I recognize that not all of the women they have under contract are gifted in the ring. Indeed, I may even go as far to say that most of them are pretty green or somewhat sloppy. For example, I felt the tag team match featuring Leva Bates and Rache Chanel vs. Big and Lil’ Swole was a prime example of this. While there were some good moments here and there, the match was simply underwhelming as far as wrestling is concerned. I considered during the match how AEW’s women’s divisions are built largely on new or undiscovered female talent, whereas the men’s divisions are built on already established stars, many of them formerly WWE talent. Without well-known stars, the women of AEW are left with little clout to use to gain them more exposure. The wrestling world is all about backstage politicking, and compared to the men they have substantially less ground to stand on because of their inexperience or unknown status.
This isn’t to say that it is the women’s fault for their lack of exposure; if AEW is going to take these women under their wing, they need to be committed to training them up to standard. Only then will they be made into stars.

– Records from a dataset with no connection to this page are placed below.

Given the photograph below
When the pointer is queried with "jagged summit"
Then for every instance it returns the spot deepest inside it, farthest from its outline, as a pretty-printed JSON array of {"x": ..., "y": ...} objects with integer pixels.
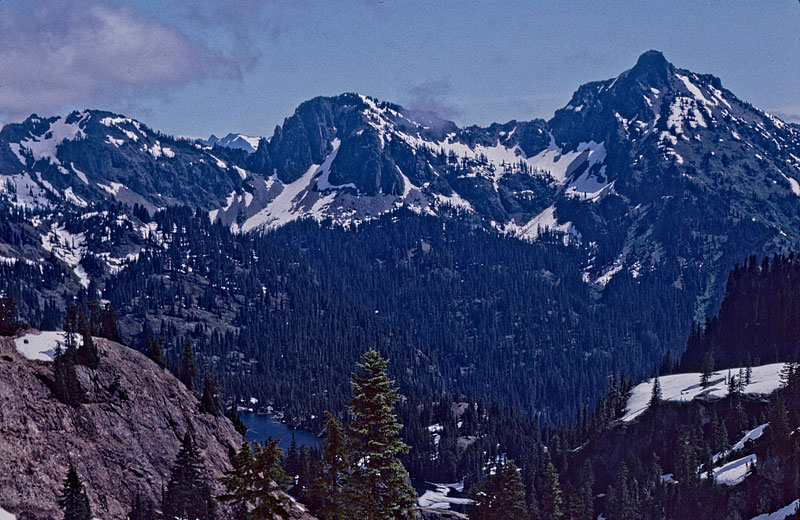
[
  {"x": 652, "y": 59},
  {"x": 652, "y": 134}
]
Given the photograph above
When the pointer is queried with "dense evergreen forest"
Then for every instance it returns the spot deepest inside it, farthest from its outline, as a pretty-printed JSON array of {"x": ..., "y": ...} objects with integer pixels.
[
  {"x": 761, "y": 307},
  {"x": 280, "y": 316}
]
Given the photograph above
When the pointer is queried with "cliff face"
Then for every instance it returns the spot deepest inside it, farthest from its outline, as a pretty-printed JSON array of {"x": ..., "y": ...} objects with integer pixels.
[{"x": 123, "y": 441}]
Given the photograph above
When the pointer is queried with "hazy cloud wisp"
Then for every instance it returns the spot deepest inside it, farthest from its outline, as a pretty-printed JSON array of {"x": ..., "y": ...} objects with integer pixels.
[{"x": 57, "y": 55}]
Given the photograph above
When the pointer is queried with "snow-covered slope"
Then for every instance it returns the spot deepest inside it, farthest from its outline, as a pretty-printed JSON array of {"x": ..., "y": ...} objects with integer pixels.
[
  {"x": 685, "y": 387},
  {"x": 248, "y": 143}
]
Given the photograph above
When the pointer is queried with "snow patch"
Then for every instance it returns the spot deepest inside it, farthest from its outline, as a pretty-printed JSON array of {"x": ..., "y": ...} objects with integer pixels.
[
  {"x": 438, "y": 498},
  {"x": 46, "y": 146},
  {"x": 733, "y": 472},
  {"x": 80, "y": 174},
  {"x": 685, "y": 387},
  {"x": 781, "y": 514}
]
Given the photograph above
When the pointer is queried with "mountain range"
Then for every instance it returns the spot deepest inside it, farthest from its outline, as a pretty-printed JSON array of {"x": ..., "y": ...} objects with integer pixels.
[
  {"x": 638, "y": 196},
  {"x": 653, "y": 163}
]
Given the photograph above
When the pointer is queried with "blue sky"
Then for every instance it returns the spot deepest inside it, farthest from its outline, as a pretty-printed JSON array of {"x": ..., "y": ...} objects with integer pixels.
[{"x": 202, "y": 66}]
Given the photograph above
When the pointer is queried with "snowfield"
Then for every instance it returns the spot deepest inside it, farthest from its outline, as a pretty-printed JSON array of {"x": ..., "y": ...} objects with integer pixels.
[
  {"x": 780, "y": 514},
  {"x": 734, "y": 472},
  {"x": 686, "y": 387},
  {"x": 41, "y": 346},
  {"x": 438, "y": 499}
]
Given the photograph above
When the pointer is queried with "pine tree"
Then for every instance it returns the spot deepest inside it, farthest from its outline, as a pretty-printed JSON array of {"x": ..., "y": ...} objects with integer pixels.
[
  {"x": 501, "y": 496},
  {"x": 208, "y": 401},
  {"x": 9, "y": 324},
  {"x": 188, "y": 366},
  {"x": 88, "y": 354},
  {"x": 330, "y": 486},
  {"x": 734, "y": 386},
  {"x": 73, "y": 500},
  {"x": 379, "y": 484},
  {"x": 254, "y": 484},
  {"x": 707, "y": 369},
  {"x": 655, "y": 396},
  {"x": 188, "y": 495},
  {"x": 66, "y": 386},
  {"x": 108, "y": 326}
]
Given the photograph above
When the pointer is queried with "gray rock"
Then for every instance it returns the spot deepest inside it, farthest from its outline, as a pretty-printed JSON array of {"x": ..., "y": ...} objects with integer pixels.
[{"x": 119, "y": 445}]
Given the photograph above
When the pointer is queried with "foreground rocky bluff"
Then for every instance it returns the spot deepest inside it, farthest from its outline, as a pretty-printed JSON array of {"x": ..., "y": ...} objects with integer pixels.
[{"x": 122, "y": 441}]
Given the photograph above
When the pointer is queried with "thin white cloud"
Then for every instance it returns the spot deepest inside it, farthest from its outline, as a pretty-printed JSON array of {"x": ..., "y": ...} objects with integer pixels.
[{"x": 86, "y": 52}]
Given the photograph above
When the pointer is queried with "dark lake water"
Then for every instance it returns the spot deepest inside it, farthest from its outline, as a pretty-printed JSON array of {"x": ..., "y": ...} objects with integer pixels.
[{"x": 260, "y": 427}]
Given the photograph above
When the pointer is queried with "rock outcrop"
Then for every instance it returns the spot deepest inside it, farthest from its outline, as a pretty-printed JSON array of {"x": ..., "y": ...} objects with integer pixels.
[{"x": 122, "y": 440}]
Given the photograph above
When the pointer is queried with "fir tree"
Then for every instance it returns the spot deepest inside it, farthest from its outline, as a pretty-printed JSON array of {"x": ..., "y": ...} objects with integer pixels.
[
  {"x": 108, "y": 326},
  {"x": 66, "y": 386},
  {"x": 9, "y": 324},
  {"x": 707, "y": 369},
  {"x": 188, "y": 366},
  {"x": 734, "y": 385},
  {"x": 379, "y": 484},
  {"x": 655, "y": 395},
  {"x": 552, "y": 502},
  {"x": 88, "y": 354},
  {"x": 188, "y": 495},
  {"x": 501, "y": 496},
  {"x": 208, "y": 401},
  {"x": 254, "y": 484},
  {"x": 330, "y": 486},
  {"x": 73, "y": 500}
]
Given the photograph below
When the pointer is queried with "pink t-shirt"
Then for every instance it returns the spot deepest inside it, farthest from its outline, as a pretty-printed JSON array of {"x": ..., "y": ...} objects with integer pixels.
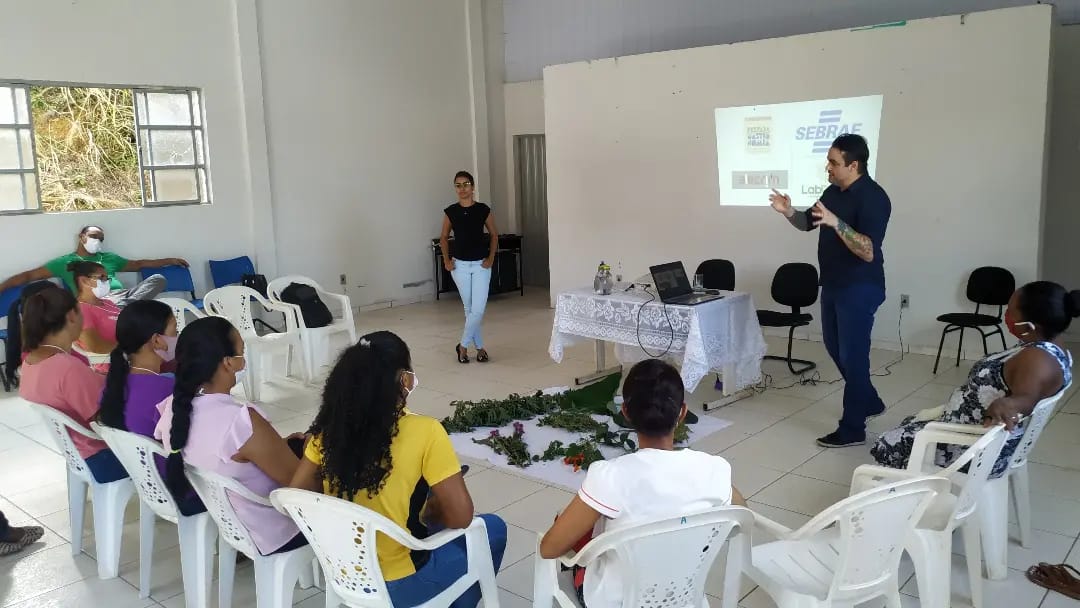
[
  {"x": 102, "y": 318},
  {"x": 64, "y": 382},
  {"x": 220, "y": 426}
]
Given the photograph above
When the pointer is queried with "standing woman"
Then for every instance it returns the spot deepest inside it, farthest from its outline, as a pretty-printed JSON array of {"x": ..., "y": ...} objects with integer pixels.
[{"x": 470, "y": 262}]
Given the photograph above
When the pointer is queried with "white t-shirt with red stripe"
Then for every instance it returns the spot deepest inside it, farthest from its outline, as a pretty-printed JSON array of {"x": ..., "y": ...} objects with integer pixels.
[{"x": 648, "y": 484}]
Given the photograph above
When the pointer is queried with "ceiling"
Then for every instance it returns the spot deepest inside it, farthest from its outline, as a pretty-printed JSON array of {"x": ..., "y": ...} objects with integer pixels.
[{"x": 543, "y": 32}]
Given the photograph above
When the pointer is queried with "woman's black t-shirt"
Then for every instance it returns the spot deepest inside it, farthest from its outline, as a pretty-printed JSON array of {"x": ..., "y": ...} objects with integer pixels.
[{"x": 471, "y": 242}]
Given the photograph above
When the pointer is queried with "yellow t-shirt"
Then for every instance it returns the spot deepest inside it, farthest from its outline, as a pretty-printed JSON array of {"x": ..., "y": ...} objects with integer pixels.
[{"x": 422, "y": 456}]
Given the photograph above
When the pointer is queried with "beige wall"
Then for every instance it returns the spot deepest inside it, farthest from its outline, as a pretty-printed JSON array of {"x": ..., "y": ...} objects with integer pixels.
[{"x": 632, "y": 154}]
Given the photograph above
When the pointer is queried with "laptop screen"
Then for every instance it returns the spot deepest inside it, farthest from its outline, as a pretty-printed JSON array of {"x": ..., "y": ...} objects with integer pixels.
[{"x": 671, "y": 280}]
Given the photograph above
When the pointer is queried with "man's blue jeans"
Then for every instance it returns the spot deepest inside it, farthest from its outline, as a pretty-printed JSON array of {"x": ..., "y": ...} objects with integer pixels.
[{"x": 847, "y": 320}]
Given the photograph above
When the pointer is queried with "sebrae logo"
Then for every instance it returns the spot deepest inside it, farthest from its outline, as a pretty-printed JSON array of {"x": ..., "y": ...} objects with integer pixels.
[{"x": 829, "y": 126}]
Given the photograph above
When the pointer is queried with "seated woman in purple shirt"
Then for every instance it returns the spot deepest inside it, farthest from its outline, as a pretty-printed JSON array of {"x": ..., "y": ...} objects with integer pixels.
[{"x": 135, "y": 384}]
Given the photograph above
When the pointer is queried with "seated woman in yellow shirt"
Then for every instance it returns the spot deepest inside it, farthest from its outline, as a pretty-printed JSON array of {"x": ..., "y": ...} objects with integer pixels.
[{"x": 367, "y": 447}]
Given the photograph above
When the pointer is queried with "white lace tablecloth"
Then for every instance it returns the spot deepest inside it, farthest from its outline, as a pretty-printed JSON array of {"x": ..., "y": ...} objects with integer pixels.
[{"x": 721, "y": 335}]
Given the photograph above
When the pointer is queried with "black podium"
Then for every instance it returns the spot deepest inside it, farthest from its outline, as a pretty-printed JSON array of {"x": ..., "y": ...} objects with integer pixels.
[{"x": 505, "y": 271}]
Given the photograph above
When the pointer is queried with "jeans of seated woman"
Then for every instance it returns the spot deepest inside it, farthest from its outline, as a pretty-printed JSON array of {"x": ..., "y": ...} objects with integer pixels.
[
  {"x": 106, "y": 468},
  {"x": 445, "y": 565}
]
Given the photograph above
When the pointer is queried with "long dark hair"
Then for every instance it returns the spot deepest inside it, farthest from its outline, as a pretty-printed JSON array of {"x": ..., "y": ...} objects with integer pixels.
[
  {"x": 80, "y": 269},
  {"x": 200, "y": 350},
  {"x": 44, "y": 313},
  {"x": 13, "y": 346},
  {"x": 358, "y": 420},
  {"x": 1050, "y": 306},
  {"x": 137, "y": 323},
  {"x": 653, "y": 396}
]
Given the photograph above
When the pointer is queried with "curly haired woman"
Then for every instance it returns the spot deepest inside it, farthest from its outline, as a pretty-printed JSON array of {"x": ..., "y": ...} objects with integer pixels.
[{"x": 367, "y": 447}]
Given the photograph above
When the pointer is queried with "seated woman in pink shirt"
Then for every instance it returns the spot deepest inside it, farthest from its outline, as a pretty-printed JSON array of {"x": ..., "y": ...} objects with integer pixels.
[
  {"x": 204, "y": 426},
  {"x": 51, "y": 376},
  {"x": 99, "y": 314}
]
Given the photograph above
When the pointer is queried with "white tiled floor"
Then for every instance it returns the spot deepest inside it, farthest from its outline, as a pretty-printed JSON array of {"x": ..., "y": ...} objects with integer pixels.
[{"x": 770, "y": 444}]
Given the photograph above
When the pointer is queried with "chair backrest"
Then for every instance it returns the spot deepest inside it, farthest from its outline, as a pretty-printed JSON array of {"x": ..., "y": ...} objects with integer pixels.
[
  {"x": 873, "y": 528},
  {"x": 795, "y": 284},
  {"x": 215, "y": 491},
  {"x": 717, "y": 274},
  {"x": 1034, "y": 426},
  {"x": 9, "y": 297},
  {"x": 177, "y": 278},
  {"x": 990, "y": 285},
  {"x": 234, "y": 304},
  {"x": 58, "y": 424},
  {"x": 979, "y": 459},
  {"x": 138, "y": 455},
  {"x": 230, "y": 271},
  {"x": 667, "y": 561},
  {"x": 342, "y": 536},
  {"x": 180, "y": 310}
]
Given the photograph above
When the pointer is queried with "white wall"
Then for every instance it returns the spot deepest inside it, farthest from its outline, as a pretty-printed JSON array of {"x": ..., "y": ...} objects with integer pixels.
[
  {"x": 189, "y": 43},
  {"x": 1063, "y": 200},
  {"x": 632, "y": 157},
  {"x": 368, "y": 116},
  {"x": 523, "y": 109}
]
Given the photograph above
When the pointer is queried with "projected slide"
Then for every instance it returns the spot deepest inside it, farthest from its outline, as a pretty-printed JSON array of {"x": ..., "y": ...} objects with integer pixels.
[{"x": 783, "y": 146}]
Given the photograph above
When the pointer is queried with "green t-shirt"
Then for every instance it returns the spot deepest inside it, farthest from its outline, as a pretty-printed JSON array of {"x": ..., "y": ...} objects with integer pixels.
[{"x": 111, "y": 261}]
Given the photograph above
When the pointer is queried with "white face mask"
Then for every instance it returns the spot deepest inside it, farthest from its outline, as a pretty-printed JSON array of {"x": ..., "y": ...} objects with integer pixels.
[
  {"x": 416, "y": 383},
  {"x": 103, "y": 288}
]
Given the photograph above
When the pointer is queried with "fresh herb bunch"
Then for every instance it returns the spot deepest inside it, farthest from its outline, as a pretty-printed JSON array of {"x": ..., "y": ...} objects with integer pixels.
[
  {"x": 469, "y": 415},
  {"x": 579, "y": 455},
  {"x": 513, "y": 447},
  {"x": 575, "y": 421}
]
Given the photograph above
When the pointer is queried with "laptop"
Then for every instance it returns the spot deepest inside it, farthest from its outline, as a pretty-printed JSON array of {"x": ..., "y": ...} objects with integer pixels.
[{"x": 673, "y": 286}]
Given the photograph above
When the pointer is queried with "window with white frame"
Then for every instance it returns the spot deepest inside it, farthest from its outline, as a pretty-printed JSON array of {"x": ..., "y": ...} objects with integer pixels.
[{"x": 67, "y": 148}]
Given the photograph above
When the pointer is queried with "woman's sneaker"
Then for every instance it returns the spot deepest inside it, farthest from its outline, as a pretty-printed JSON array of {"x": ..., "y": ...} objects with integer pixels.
[{"x": 836, "y": 440}]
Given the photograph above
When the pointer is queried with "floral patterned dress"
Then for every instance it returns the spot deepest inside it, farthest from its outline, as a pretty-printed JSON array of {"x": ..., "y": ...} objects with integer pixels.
[{"x": 967, "y": 406}]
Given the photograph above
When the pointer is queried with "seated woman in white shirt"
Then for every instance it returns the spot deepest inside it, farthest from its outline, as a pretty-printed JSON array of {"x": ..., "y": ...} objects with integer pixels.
[{"x": 657, "y": 481}]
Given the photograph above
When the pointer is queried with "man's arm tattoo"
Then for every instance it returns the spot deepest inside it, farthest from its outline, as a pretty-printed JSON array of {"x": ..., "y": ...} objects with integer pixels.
[{"x": 860, "y": 244}]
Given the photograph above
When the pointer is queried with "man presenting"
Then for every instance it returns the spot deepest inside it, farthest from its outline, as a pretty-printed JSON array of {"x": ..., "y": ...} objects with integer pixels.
[
  {"x": 90, "y": 247},
  {"x": 852, "y": 213}
]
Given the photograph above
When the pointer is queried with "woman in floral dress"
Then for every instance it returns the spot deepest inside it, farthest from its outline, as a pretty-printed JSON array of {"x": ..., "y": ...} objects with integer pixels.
[{"x": 1002, "y": 388}]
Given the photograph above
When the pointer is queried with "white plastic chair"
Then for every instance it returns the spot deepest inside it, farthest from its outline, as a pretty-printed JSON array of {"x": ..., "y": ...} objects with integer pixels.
[
  {"x": 342, "y": 536},
  {"x": 316, "y": 339},
  {"x": 110, "y": 500},
  {"x": 197, "y": 532},
  {"x": 994, "y": 503},
  {"x": 930, "y": 544},
  {"x": 180, "y": 309},
  {"x": 94, "y": 357},
  {"x": 665, "y": 562},
  {"x": 234, "y": 304},
  {"x": 275, "y": 576},
  {"x": 849, "y": 553}
]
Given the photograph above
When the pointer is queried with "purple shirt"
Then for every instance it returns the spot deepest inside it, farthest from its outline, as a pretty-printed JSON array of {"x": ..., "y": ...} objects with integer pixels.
[{"x": 145, "y": 391}]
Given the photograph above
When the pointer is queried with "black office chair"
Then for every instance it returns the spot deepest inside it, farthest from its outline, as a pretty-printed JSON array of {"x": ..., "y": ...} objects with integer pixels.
[
  {"x": 795, "y": 285},
  {"x": 988, "y": 285},
  {"x": 717, "y": 274}
]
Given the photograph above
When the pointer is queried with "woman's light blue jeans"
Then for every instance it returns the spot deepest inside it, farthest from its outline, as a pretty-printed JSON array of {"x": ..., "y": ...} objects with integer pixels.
[{"x": 473, "y": 282}]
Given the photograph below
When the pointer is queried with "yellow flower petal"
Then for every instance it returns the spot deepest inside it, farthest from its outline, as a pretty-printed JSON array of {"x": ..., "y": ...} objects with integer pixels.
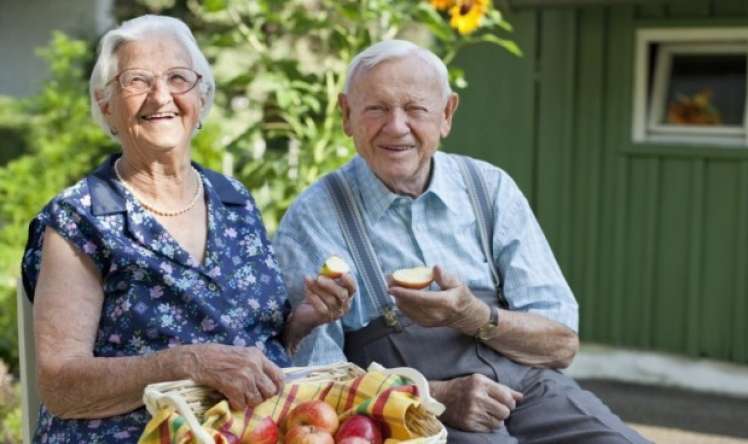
[
  {"x": 441, "y": 5},
  {"x": 466, "y": 15}
]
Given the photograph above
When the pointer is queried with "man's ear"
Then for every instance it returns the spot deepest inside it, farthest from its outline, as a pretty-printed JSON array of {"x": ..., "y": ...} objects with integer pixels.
[
  {"x": 345, "y": 113},
  {"x": 453, "y": 101}
]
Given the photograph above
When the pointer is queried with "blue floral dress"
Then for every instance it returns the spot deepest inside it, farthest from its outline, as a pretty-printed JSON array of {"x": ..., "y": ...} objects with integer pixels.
[{"x": 156, "y": 295}]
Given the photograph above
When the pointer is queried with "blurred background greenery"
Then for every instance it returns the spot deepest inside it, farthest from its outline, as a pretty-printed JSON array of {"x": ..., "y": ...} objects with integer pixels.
[{"x": 279, "y": 65}]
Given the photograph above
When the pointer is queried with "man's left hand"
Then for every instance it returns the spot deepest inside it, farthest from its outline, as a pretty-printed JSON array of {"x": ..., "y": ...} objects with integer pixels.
[{"x": 454, "y": 306}]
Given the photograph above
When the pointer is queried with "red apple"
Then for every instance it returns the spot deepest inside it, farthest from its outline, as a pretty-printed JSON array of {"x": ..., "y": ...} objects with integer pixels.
[
  {"x": 316, "y": 413},
  {"x": 308, "y": 434},
  {"x": 359, "y": 426},
  {"x": 353, "y": 440},
  {"x": 264, "y": 432}
]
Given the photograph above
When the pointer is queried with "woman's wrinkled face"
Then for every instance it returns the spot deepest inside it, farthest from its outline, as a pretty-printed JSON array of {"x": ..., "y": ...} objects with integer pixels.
[{"x": 155, "y": 119}]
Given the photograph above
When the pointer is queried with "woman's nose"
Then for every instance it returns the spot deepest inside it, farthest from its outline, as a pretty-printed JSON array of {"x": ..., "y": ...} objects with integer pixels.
[{"x": 160, "y": 91}]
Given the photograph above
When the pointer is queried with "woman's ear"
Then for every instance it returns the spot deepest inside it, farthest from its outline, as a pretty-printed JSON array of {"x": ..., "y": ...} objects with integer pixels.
[{"x": 103, "y": 102}]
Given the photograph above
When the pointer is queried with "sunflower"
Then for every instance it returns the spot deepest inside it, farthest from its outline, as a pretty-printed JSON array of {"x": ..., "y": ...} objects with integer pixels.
[
  {"x": 467, "y": 14},
  {"x": 441, "y": 5}
]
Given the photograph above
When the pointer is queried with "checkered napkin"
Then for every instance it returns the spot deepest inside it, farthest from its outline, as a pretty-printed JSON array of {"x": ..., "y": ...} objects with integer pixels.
[{"x": 387, "y": 398}]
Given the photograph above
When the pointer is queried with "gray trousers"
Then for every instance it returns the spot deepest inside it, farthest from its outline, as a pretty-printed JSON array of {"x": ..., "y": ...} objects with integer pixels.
[{"x": 554, "y": 408}]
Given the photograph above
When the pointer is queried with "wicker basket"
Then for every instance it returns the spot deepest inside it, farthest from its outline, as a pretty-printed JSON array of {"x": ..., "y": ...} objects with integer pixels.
[{"x": 191, "y": 400}]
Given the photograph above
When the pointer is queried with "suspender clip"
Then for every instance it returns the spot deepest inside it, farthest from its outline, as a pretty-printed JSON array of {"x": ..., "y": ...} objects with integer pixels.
[{"x": 390, "y": 318}]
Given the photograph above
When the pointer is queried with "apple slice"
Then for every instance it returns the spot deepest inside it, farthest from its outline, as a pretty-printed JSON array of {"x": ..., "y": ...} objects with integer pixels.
[
  {"x": 415, "y": 278},
  {"x": 334, "y": 267}
]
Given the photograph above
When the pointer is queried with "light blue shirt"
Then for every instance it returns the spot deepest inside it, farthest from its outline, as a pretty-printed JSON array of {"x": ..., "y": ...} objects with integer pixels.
[{"x": 436, "y": 228}]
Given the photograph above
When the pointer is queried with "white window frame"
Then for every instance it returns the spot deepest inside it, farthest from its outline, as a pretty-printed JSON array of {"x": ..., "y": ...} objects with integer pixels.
[{"x": 647, "y": 126}]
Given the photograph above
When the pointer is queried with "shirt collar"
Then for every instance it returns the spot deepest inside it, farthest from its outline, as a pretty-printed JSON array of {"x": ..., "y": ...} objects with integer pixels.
[
  {"x": 446, "y": 182},
  {"x": 107, "y": 198},
  {"x": 377, "y": 198}
]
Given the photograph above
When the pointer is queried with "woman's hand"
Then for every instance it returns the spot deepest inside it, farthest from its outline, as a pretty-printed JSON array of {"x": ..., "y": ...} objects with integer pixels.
[{"x": 242, "y": 374}]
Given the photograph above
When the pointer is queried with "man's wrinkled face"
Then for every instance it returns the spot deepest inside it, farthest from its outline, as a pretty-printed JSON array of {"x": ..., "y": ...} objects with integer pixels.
[{"x": 396, "y": 114}]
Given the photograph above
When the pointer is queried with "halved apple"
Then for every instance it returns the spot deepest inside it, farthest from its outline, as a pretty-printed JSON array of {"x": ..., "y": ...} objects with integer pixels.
[
  {"x": 415, "y": 278},
  {"x": 334, "y": 267}
]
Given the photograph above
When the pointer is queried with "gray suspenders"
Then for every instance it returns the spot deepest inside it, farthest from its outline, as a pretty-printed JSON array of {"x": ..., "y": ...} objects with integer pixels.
[
  {"x": 483, "y": 210},
  {"x": 350, "y": 219}
]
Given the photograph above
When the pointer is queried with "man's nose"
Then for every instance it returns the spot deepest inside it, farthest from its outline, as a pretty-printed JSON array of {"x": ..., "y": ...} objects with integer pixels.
[{"x": 397, "y": 122}]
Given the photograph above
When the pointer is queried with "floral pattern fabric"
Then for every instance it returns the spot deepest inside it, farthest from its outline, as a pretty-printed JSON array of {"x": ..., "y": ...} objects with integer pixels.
[{"x": 156, "y": 295}]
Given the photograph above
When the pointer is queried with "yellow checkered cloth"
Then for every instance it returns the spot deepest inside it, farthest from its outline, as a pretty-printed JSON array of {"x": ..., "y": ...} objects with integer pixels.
[{"x": 386, "y": 398}]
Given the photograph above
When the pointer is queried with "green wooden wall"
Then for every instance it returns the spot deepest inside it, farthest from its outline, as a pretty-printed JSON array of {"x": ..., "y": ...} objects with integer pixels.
[{"x": 652, "y": 238}]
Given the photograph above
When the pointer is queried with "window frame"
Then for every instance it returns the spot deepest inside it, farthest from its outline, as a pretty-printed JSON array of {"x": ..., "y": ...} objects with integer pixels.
[{"x": 675, "y": 41}]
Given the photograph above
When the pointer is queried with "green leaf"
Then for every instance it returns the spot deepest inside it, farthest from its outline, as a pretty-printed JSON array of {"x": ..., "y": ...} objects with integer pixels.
[
  {"x": 214, "y": 5},
  {"x": 434, "y": 22},
  {"x": 506, "y": 44}
]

NXT has a similar problem, but is more consistent with giving multiple women airtime every week. I noticed that the night Dakota and Rhea went one-on-one that there were no other women’s segments on the show. The next week, there were two women’s matches, but together totaled about the same amount of time as Rhea and Dakota’s match the episode before. Sometimes it feels like NXT sees women as a checkmark to hit on a list of beats for every week’s episode – something to include for a fixed amount of time and no more. I hate that there’s a bargaining likely happening: “Okay, we can have two women’s matches this week but they can’t go more than x minutes total or We’re giving this match x minutes so we can’t fit more women on the show.”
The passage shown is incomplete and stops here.